Concrete (not like the construction kind)

Concrete games, on the other hand, have no problem giving up the goods. We all remember in Ocarina of Time how Zelda explains with painstaking slowness the origin of the universe, which is backed up by the Deku Tree’s monologue basically outlining the fact that Ganondorf screwed everything up, and that racism is O.K.!

…and then I told him, “You take yourself and those filthy desert people and go back to Gerudo Valley, y’hear?” 

Storytelling of this kind can happen through the crappy monologues, but it can also happen in lore entries like in Mass Effect or books in Skyrim. It can happen through dialogue or flashbacks. It can happen through the discovery of hidden Easter eggs, like Bioshock or Batman: Arkham Asylum‘s audio files. Or, it can happen via internal monologues, like the next two games I’m going to talk about!

The Penn and Teller of Metroid Games

Surprise surprise, Super Metroid and Metroid Fusion are two perfect examples to illustrate what I’m talking about. Who’d have guessed that I’d pick these?

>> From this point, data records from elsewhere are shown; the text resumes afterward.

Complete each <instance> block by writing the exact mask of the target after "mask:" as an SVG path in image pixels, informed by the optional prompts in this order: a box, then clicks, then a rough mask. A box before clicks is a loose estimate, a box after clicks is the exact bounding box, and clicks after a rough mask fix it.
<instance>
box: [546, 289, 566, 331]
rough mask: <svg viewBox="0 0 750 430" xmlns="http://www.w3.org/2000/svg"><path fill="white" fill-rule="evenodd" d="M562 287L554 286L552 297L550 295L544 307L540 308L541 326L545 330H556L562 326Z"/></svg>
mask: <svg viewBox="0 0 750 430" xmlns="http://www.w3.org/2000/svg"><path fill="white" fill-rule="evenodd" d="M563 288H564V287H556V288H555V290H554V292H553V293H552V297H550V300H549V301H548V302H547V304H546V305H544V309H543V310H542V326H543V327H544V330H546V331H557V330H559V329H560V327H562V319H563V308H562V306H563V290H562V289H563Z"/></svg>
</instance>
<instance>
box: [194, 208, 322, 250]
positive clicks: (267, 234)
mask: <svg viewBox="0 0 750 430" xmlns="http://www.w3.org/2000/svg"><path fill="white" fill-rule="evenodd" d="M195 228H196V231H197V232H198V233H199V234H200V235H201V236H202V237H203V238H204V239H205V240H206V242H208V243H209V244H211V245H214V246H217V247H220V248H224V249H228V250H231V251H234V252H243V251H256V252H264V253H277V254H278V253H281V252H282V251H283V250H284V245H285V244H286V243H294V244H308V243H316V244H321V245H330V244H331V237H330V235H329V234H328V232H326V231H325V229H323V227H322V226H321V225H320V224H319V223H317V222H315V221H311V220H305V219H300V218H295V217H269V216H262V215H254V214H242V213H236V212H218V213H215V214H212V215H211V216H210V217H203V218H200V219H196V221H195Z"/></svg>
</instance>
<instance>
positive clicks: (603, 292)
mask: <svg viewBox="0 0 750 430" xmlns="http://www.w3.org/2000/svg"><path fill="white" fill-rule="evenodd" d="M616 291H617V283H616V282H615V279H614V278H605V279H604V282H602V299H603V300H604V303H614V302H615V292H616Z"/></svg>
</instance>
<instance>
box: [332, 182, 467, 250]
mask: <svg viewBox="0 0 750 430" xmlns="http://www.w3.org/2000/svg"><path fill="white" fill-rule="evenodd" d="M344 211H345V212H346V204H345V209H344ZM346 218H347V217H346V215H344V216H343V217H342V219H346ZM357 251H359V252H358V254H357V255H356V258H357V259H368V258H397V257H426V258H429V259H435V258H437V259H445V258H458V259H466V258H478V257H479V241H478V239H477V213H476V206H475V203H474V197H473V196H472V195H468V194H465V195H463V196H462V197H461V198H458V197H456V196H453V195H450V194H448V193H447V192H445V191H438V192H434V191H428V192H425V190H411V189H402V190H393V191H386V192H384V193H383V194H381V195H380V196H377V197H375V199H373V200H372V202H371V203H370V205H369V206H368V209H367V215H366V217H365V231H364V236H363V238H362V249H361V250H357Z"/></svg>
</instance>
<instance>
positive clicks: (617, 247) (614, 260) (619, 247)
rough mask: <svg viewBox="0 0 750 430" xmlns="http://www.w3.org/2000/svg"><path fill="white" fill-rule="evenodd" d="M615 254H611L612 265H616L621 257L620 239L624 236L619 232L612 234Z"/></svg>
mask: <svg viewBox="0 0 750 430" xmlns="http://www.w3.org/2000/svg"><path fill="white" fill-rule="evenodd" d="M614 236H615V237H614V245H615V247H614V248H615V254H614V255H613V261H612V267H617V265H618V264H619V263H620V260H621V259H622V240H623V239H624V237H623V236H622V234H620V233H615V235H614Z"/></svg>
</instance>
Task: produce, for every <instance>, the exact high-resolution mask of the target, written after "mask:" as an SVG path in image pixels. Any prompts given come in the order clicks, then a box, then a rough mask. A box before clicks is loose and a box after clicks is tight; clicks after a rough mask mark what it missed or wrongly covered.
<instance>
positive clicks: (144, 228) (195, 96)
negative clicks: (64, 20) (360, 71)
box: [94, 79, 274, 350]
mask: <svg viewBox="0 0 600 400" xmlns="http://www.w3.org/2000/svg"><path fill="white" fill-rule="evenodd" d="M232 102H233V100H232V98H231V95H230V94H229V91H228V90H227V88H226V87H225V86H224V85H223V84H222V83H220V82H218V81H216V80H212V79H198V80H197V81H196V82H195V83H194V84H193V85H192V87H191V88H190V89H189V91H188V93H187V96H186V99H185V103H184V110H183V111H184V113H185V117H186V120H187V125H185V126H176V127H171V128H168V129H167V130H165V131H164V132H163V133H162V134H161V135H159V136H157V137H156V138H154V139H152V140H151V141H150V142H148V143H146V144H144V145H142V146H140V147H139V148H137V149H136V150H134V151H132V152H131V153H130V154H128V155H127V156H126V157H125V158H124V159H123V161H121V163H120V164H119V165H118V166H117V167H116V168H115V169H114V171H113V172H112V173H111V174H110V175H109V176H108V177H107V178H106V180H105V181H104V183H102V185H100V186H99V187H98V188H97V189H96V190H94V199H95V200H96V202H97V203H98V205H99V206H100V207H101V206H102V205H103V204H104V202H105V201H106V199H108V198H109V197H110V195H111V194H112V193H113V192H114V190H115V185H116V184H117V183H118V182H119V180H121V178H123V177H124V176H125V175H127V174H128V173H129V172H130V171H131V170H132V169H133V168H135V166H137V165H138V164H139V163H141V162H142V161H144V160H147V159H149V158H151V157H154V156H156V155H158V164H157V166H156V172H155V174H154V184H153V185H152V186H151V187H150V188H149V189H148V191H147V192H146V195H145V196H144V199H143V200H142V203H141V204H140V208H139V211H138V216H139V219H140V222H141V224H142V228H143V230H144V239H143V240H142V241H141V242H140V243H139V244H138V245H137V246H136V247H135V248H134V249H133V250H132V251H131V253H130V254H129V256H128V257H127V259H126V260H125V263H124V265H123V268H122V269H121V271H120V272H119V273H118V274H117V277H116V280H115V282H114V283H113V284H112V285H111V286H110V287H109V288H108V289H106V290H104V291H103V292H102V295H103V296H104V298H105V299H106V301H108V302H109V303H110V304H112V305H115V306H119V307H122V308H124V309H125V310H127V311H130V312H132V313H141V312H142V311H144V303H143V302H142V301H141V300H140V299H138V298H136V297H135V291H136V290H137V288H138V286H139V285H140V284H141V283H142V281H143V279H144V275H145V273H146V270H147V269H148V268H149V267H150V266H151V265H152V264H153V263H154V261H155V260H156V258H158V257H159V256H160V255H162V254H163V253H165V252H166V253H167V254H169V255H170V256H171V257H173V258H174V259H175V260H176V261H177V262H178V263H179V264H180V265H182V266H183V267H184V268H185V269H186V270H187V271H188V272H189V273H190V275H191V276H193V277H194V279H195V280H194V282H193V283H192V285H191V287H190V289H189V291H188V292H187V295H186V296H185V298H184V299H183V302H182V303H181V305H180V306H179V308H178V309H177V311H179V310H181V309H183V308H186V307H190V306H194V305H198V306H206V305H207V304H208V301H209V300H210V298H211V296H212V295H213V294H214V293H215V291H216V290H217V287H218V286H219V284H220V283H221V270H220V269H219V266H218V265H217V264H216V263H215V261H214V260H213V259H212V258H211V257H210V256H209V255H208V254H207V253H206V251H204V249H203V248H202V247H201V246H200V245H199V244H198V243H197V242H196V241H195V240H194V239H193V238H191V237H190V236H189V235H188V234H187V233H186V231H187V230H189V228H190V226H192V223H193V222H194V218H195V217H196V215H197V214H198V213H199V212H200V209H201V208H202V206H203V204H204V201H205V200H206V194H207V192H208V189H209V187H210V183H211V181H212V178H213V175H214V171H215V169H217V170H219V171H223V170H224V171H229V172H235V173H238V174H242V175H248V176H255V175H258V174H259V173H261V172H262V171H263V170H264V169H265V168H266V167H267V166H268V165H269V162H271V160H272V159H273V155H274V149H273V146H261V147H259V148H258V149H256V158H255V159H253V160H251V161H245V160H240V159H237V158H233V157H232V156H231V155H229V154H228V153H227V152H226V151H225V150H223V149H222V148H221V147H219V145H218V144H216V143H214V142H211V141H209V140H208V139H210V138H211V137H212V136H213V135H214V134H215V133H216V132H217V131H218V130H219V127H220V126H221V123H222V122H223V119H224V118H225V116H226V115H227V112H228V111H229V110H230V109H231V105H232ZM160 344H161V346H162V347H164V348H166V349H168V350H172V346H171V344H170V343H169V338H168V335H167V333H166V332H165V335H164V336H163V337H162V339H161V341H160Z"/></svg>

The entirety of the text of Super Metroid begins with “The last Metroid is in captivity. The galaxy is at peace.” The rest of it details the previous two games, as well as giving a brief prelude to the action that’s about to take place. But that’s it in terms of text! You would expect, given the nature of how there’s no dialogue in the game, that this would be firmly in the abstract category.

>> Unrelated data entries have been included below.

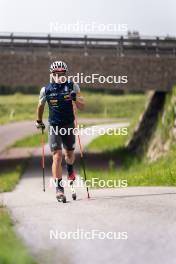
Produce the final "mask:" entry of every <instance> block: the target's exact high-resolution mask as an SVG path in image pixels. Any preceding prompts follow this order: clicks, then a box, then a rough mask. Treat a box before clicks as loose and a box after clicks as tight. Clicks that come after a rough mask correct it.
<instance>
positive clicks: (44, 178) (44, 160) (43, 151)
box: [42, 128, 45, 192]
mask: <svg viewBox="0 0 176 264" xmlns="http://www.w3.org/2000/svg"><path fill="white" fill-rule="evenodd" d="M42 176H43V191H44V192H45V143H44V129H43V128H42Z"/></svg>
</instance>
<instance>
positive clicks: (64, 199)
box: [56, 194, 67, 203]
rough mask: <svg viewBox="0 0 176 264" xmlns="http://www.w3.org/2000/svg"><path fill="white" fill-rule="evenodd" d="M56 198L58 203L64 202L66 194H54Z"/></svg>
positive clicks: (64, 201) (63, 202) (66, 200)
mask: <svg viewBox="0 0 176 264" xmlns="http://www.w3.org/2000/svg"><path fill="white" fill-rule="evenodd" d="M56 199H57V201H58V202H59V203H66V202H67V199H66V196H65V195H64V194H58V195H56Z"/></svg>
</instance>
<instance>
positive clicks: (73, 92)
mask: <svg viewBox="0 0 176 264" xmlns="http://www.w3.org/2000/svg"><path fill="white" fill-rule="evenodd" d="M70 97H71V100H72V101H75V102H76V93H75V92H74V91H72V92H71V93H70Z"/></svg>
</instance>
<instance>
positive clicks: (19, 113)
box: [0, 92, 146, 124]
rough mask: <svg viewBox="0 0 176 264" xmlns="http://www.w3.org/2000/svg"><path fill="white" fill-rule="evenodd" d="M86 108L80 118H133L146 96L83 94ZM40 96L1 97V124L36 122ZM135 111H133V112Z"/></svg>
mask: <svg viewBox="0 0 176 264" xmlns="http://www.w3.org/2000/svg"><path fill="white" fill-rule="evenodd" d="M82 94H83V96H84V98H85V102H86V107H85V110H84V111H83V112H81V111H79V116H80V117H97V118H131V117H132V116H133V115H134V113H135V112H136V111H138V110H139V111H140V109H141V107H142V106H143V104H144V102H145V101H146V96H145V95H110V94H105V93H97V94H96V93H87V92H83V93H82ZM37 104H38V95H23V94H20V93H17V94H14V95H1V96H0V124H4V123H8V122H14V121H20V120H35V119H36V107H37ZM47 108H48V107H45V113H44V118H47V114H48V109H47ZM131 109H133V111H131Z"/></svg>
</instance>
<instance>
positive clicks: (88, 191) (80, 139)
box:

You’d be wrong, though. Everything in the (albeit minimal) story is quite plain, even without the aid of explanation. Upon beating the fourth boss, you come across the now shattered container that once housed wittle Samus Jr., the last Metroid. Okay, so maybe we don’t quite know all the details, but the baddies had the Metroid, and now they don’t. When we venture into Mother Brain’s HQ, we are greeted by a giant Metroid, who almost kills Samus, but doesn’t. It rather sheepishly flies away, only to return and save Samus’ life, presumably because it recognized our favorite bounty hunter from when it was a baby. It sacrifices itself in the process. Whoops, spoilers.

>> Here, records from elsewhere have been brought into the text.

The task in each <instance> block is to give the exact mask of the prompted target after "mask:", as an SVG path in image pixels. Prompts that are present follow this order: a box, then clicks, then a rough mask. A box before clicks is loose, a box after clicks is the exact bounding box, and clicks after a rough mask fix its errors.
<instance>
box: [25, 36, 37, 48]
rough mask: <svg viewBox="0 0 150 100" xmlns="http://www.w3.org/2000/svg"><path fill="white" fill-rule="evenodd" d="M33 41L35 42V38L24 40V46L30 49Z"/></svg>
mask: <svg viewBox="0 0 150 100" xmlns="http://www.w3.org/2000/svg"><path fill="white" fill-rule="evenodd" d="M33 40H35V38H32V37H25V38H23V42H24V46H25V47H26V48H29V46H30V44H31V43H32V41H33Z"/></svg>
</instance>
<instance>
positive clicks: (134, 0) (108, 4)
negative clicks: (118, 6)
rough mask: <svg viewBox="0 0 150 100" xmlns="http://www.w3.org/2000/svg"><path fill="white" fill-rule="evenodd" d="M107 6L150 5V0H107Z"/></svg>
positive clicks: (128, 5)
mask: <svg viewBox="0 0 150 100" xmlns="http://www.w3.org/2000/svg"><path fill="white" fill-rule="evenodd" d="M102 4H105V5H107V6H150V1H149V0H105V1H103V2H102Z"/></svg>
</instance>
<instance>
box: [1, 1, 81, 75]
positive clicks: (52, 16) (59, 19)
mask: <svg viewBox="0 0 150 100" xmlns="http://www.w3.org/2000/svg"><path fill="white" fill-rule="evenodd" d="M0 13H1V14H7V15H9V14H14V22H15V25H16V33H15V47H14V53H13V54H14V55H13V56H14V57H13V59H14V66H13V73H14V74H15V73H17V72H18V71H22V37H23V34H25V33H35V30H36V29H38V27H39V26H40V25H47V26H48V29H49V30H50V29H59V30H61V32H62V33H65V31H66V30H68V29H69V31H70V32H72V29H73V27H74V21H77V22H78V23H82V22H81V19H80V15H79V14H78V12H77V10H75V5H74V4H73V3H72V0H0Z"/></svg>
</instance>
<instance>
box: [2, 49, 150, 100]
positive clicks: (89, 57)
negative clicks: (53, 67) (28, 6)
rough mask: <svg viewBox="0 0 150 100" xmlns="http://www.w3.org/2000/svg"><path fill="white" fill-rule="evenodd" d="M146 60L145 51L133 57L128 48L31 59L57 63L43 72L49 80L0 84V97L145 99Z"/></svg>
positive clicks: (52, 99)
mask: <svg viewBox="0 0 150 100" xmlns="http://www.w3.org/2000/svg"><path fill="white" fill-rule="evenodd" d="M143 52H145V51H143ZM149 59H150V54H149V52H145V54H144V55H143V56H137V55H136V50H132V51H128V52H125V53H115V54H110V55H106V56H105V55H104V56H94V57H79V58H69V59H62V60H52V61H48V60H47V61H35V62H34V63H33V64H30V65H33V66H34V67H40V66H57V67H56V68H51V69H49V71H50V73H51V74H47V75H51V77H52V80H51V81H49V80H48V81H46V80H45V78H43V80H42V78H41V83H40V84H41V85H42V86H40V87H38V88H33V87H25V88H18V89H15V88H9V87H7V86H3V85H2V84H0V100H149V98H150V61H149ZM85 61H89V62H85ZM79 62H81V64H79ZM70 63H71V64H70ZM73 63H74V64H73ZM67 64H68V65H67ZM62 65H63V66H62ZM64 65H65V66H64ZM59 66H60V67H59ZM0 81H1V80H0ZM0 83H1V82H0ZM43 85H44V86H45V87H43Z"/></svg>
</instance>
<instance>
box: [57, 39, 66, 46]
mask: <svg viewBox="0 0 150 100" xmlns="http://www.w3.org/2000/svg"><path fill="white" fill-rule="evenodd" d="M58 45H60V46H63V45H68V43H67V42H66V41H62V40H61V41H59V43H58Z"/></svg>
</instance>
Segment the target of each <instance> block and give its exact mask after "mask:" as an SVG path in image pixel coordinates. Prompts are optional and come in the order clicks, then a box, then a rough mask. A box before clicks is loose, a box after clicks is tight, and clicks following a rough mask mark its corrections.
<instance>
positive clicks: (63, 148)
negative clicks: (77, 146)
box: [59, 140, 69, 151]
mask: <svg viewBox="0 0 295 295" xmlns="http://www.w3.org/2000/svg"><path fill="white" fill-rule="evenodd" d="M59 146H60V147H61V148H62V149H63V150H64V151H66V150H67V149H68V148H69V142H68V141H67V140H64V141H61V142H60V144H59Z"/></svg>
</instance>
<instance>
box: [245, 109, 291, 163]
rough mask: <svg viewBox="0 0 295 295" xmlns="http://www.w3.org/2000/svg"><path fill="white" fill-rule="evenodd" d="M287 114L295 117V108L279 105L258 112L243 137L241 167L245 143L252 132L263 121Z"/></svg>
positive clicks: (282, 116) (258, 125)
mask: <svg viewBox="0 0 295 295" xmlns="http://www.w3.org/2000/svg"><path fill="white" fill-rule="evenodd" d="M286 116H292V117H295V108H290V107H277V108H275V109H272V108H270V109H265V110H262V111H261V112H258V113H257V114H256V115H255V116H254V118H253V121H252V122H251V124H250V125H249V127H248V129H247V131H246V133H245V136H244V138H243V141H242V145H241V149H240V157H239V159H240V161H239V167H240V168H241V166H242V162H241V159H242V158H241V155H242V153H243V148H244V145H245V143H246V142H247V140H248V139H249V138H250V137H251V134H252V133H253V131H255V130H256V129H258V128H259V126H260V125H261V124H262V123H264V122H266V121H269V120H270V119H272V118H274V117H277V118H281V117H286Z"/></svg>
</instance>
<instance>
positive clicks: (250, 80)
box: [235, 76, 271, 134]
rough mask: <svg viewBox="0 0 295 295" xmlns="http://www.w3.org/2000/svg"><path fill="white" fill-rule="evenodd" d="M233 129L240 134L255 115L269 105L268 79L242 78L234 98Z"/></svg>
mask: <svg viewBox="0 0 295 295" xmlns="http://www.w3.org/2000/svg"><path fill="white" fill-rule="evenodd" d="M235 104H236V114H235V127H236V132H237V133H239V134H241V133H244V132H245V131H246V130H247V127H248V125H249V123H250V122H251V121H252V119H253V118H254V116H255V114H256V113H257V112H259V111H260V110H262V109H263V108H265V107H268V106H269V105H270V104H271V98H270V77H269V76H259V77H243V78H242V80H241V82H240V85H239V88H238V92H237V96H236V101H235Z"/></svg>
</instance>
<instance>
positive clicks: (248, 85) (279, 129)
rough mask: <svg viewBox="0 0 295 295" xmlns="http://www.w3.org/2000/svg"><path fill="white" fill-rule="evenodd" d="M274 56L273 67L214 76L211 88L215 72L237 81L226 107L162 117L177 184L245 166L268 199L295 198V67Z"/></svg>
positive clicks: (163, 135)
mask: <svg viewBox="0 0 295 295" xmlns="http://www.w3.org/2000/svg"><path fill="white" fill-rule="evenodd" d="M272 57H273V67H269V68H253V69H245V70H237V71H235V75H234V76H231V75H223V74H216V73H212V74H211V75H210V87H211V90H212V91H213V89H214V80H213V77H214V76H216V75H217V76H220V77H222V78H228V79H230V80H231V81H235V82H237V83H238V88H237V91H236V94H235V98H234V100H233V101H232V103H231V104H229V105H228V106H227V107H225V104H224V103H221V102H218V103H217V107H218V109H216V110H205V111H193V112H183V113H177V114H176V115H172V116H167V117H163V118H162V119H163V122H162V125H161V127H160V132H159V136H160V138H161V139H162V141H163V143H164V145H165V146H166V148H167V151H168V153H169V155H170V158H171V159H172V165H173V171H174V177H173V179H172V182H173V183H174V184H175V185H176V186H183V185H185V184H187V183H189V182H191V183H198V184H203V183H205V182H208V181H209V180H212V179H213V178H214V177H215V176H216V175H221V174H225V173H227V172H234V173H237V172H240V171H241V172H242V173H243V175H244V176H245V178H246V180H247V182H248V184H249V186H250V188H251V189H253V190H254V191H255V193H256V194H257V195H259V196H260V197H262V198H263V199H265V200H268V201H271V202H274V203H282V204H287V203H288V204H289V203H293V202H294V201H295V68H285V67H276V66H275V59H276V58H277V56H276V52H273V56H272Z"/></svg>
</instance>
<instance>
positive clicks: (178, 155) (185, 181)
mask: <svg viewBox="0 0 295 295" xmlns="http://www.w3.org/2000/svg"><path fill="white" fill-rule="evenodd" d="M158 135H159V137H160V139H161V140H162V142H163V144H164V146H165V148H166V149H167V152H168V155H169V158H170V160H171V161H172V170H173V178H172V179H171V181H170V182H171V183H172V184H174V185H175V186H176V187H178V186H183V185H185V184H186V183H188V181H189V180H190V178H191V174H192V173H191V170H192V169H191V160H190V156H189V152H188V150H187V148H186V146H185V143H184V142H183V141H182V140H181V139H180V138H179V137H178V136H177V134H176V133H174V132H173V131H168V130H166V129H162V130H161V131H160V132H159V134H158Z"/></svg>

All of this is pretty much concrete. It doesn’t leave anything to the imagination, and has a solid, unambiguous narrative. If you’re still on board with me at this point, you’ll agree that viewing Super Metroid this way makes Fusion seem all the more ridiculous. All the internal monologues giving backstory about Samus’ relationship with her now-A.I. CO. All the “assignment briefings” that basically tell you what you’ve done and what you’re going to do next. When placed squarely next to Super Metroid, it doesn’t seem necessary to do all that hand-holding, especially since the devs clearly understood textless context clues (like the bones of a parasitically devoured boss, or the molted exoskeletons of distressingly large Metroid larvae).

The Takeaway

Whether a game tells a story abstractly or concretely isn’t a judgment about its quality. “I’m Commander Shepard, and this is my favorite store on the Citadel” might not be the best example, but the dialogue and lore in Mass Effect was tremendous! The equally prolix Ocarina of Time tends to fall short of storytelling excellency. Hyper Light Drifter is the strong, silent type, but sports a beautifully free-form story. Games like Proteus sport abstract non-stories that pretend to be deep, but aren’t.

Still others mix the two. Ori and the Blind ForestAxiom Verge, and Brothers: A Tale of Two Sons all have elements that clearly explain plot points, but others that deepen mysteries and give the sense of an incomplete picture that must be filled in by imagination.

There are tons of ways to tell a good story, and many good stories left to be told. They should make you feel like you’ve gone somewhere, done something. They should make you feel different than when you started. Whether devs do that with or without words, abstractly or concretely, is up to them. If it’s done well, players will feel it, even if they don’t quite know what they’re feeling.

Heaven knows, when I play a good game, I feel it. Like I said at the beginning: nothing gets me like a good story.